How do we experience poetry? This is the question I have been considering for several years.
A poem can be read from a page while sitting on a comfy chair in front of a roaring fire, on a sandy beach, in a library or on public transit. Poetry is portable.
A poem can be heard through the recitation of the poet or other person, who has taken great joy in speaking the words and sharing their love of the message held within those words. Poetry builds community.
Perhaps the most profound encounter with poetry is when the syllables resonate with our voice, when we feel the words come from our heart, touched by our emotional response to the poem. Poetry is personal.
Tonight, I am reciting Alfred, Lord Tennyson’s poem, Lady Godiva, which was written in 1840 when he was returning from Coventry to London. He pens the story of the Countess Godiva, an Anglo-Saxon lady who, according to legend, rode disrobed through the streets of Coventry after her husband promised that he would remit oppressive taxes on his tenants if she agreed to do so.

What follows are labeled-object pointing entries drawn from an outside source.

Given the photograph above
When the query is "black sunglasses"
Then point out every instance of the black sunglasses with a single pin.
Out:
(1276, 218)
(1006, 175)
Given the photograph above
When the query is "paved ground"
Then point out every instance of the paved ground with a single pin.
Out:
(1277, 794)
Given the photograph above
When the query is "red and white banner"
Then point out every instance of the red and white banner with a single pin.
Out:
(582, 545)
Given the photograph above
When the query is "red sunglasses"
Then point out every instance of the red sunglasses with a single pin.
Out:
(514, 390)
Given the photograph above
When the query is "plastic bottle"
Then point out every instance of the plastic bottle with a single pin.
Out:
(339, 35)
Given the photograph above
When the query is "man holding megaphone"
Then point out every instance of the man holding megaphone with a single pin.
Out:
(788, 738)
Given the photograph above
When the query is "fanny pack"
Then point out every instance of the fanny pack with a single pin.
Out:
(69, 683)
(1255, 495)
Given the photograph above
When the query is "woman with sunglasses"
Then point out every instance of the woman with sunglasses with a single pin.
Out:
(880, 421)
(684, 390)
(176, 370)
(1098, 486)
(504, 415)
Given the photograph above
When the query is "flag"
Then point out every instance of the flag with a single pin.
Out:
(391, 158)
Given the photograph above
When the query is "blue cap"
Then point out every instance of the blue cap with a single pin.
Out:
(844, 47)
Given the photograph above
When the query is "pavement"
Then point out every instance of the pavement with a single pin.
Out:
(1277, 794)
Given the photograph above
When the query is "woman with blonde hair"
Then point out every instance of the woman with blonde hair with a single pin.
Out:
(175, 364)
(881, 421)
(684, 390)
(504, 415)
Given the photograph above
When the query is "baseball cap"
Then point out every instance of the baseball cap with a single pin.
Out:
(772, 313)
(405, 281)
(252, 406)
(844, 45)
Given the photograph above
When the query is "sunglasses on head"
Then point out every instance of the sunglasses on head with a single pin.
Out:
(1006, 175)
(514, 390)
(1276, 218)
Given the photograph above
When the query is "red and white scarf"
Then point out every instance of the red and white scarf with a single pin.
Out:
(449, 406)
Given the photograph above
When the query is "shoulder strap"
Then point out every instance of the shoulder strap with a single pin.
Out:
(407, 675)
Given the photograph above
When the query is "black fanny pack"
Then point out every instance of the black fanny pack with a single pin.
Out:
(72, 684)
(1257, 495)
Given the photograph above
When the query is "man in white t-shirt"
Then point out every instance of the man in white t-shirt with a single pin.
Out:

History records that the original Lady Godiva lived during the 11th century and was married to Leofric, the powerful Earl of Mercia and Lord of Coventry, who was not the villain as portrayed by Alfred Lord Tennyson.
“The historical Godiva was known for her generosity to the church, and along with Leofric, she helped found a Benedictine monastery in Coventry. Contemporary accounts of her life note that “Godgifu” was one of only a few female landowners in England in the 1000s, but they make no mention of a clothes-free horseback ride. That story appears to have first cropped up some 100 years after her death in a book by the English monk Roger of Wendover, who was known for stretching the truth in his writings” History.com
My recitation of Godiva was my first attempt at reciting Alfred Lord Tennyson, which was prompted by my visit to Coventry. I have yet to move on to Ulysses…
“I am a part of all that I have met;
Yet all experience is an arch wherethro’
Gleams that untravell’d world whose margin fades
For ever and forever when I move.
How dull it is to pause, to make an end,
To rust unburnish’d, not to shine in use!
As tho’ to breathe were life!
Thank you for joining me in Coventry with Lady Godiva and Alfred, Lord Tennyson.